Besides, he failed to submit to the trial court his actions taken on or
his proceedings on the writ “every thirty (30) days from the date of receipt
hereof,” as directed explicitly in that writ of execution. The writ of execution is “returnable to the
clerk or judge of the court issuing it … not more than sixty (60) days after
its receipt” by the sheriff “who must set forth in writing on its back the
whole of his proceedings by virtue thereof.” (Sec. 11, Rule 39).
In the aforecited case of
Vda. De Tisado vs. Tablizo we ruled that
A deputy sheriff is a
frontline representative of the justice system in this country. If he shows fear, or worse, is cowed by mere
threats from enforcing the legitimate orders of courts, then by his cowardly
act, he diminishes the judiciary. He
erodes the faith and trust of the citizenry in the ability and capacity of the
courts to settle disputes and to safeguard their rights. Specifically, he breaches his sworn duty to
uphold the majesty of the law and the integrity of the justice of justice
system.[3]
A Sheriff should exert
every effort and, indeed, consider it his bounden duty to see to it that the
final stage in the litigation process, namely, that of execution of judgment,
is carried out in order to ensure a speedy and efficient administration of
justice.[4]
However, as regards the
other charge that respondent sheriff demanded that the sum of Ten Thousand
Pesos (P10,000.00) as Sheriff’s fee be paid in advance before implementing the
writ, We agree with the OCA’s findings that there is no sufficient evidence to
hold respondent sheriff liable therefor.
That particular charge is not substantiated by credible evidence on
record aside from the bare allegations of complainant. In the case of Office of the Court
Administrator vs. Bucoy[5] we stated that the quantum of proof
necessary for a finding of guilt in administrative cases is substantial
evidence or such relevant evidence as a reasonable mind may accept as adequate
to support a conclusion. In the case at
bar, it appears that respondent sheriff even advanced the payment of the
Sheriff’s fees for the writ with the Office of the Clerk of Court of Pasay City
as evidenced by O.R. Nos. 9361847[6] and 7669523.[7]
In sum, respondent
Sheriff is guilty only of the charge of neglect of duty.
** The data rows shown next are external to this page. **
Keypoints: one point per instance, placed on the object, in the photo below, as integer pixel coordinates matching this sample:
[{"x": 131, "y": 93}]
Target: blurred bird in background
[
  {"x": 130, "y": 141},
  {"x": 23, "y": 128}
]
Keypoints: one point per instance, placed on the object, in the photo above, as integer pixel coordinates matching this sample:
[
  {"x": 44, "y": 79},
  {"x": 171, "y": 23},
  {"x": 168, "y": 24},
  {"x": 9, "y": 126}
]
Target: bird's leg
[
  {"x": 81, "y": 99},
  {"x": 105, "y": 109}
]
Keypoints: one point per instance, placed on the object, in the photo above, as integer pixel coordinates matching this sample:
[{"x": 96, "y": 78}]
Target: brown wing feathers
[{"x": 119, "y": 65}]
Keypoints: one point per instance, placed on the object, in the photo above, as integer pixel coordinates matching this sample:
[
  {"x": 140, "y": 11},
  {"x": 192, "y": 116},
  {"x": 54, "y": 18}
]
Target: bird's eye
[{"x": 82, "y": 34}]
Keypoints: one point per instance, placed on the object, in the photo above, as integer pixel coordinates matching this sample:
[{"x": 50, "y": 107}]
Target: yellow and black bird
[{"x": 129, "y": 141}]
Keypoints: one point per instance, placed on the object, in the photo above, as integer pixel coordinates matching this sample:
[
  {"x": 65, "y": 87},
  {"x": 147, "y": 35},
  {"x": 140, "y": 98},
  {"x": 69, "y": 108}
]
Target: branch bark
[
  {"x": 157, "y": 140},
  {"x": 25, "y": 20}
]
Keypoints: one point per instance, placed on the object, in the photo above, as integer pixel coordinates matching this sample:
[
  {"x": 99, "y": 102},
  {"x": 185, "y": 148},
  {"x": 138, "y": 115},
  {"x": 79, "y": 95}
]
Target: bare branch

WHEREFORE, respondent Sheriff IV Ariel S. Sangalang of
the RTC, Branch 114, Pasay City is
hereby adjudged guilty of neglect of duty and he is hereby fined in the
sum of Five Thousand Pesos (P5,000.00)
with the WARNING that the commission of the same or similar offense in the
future will be dealt with more severely.
SO ORDERED.
Bellosillo, (Chairman),
Mendoza, Quisumbing, and Buena, JJ., concur.